Each week, spotlighting the life and career of a distinguished South Carolinian.
Now here is your host, Tom Fowler.
- Good evening, I'm Tom Fowler.
Our guest on Profile tonight has been called the First Lady of South Carolina Education and founded the South Carolina Opportunity School 42 years ago.
Dr. Wil Lou Gray has continued her fight against illiteracy even past retirement as Director of the school in 1957.
With me to talk with Dr. Wil Lou Gray is June Licata.
But first, a film look at the life and career of South Carolina's Wil Lou Gray.
- [Narrator] The life of Wil Lou Gray is proof that one life can make a big difference in society.
She's 90 years old now, but still is crusading against her old foe, illiteracy, in a fight begun over 50 years ago in 1918.
Miss Wil Lou was born in Laurens County in 1883, graduated from a small Laurens high school one year before the turn of the century, and after study at Columbia College, took a master's degree in political science from Columbia University in New York City.
She was appointed to the Second State Illiteracy Commission in 1918 and acted as field secretary, traveling the state, setting up adult schools.
Commission members served for years without expense money.
In 1920, an all-day school for adults became Miss Wil Lou's most beloved dream, an answer to the need of adults that could not read.
One year later, Miss Wil Lou Gray founded the first summer boarding school for women at the borough DAR school in Tamassee, near Walhalla.
The students came from all over the state, some by wagon.
The school was the only one of its kind in the nation, and the Opportunity School then was grounded mostly by faith and little by money.
The day began at 6:30, and from 9:00 to 12:00, regular classes were held.
For tuition, some students brought food from the country.
The total cost of the first school to the state of South Carolina was $100 paid to one teacher.
Tamassee showed what could be done for the unlettered working girl.

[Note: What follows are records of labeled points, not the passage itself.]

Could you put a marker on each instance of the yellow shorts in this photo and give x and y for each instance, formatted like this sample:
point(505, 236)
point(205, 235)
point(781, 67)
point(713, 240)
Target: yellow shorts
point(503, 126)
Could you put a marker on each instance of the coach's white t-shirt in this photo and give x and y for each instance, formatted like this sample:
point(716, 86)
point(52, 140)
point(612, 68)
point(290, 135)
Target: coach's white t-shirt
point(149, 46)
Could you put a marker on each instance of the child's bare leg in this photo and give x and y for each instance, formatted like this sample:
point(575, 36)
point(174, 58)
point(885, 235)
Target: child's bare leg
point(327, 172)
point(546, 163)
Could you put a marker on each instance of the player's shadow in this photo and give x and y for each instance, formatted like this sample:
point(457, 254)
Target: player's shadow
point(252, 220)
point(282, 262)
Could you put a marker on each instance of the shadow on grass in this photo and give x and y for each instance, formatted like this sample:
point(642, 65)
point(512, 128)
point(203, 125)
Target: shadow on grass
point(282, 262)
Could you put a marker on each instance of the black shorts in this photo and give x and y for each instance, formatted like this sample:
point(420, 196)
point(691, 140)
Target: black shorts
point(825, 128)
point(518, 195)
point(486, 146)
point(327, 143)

At that time, thousands of pupils from the coastal plains to the Piedmont had little chance of advancing because they never reached high school.
The next summer, the Opportunity School was held at Lander College for women over 16 who had not completed past the fifth grade.
Two students were from towns, nine from the country and 79 from cotton mills.
With a demand for summer school for men, Miss Wil Lou helped direct the Men's Opportunity School at Erskine College in August, 1923.
The summer group at Erskine learned the three Rs and measured their success also in terms of earning more money for their families.
With hope for advancement, students in both schools attended classes all morning in the August heat, and teachers said they often instructed until bedtime.
Until 1947, the Opportunity School was held in borrowed colleges, Lander, Erskine, Wofford, Winthrop, and Clemson.
In 1946, the General Assembly appropriated $65,000 for a permanent school in an abandoned army hospital near the present Columbia Metropolitan Airport.
So after a quarter century, Wil Lou Gray won her fight for a permanent home and year-round session for the Opportunity School instead of a brief summer term of only four weeks.
213 students attended that first permanent Opportunity School.
And since then, an average of over 30 students a year have received a high school diploma.
Miss Wil Lou retired officially in August, 1957 and planned to spend her time traveling.
But her first trip was to Washington D.C. and a meeting with the Director of Senior Citizens of America.
Harry Bryan, Director of the South Carolina Commission on the Aging, talked about Dr. Gray's next achievement.
- Well, when you think of Dr. Wil Lou Gray, it's hard to know where to begin because she has done so much but in this particular field of aging, she led the way.
She was the leader of a group of individuals back in the '50s, before the field of aging became popular, who worked to develop information for the first White House Conference on Aging and formed a nucleus of individuals that led to the creation of the South Carolina Commission on Aging.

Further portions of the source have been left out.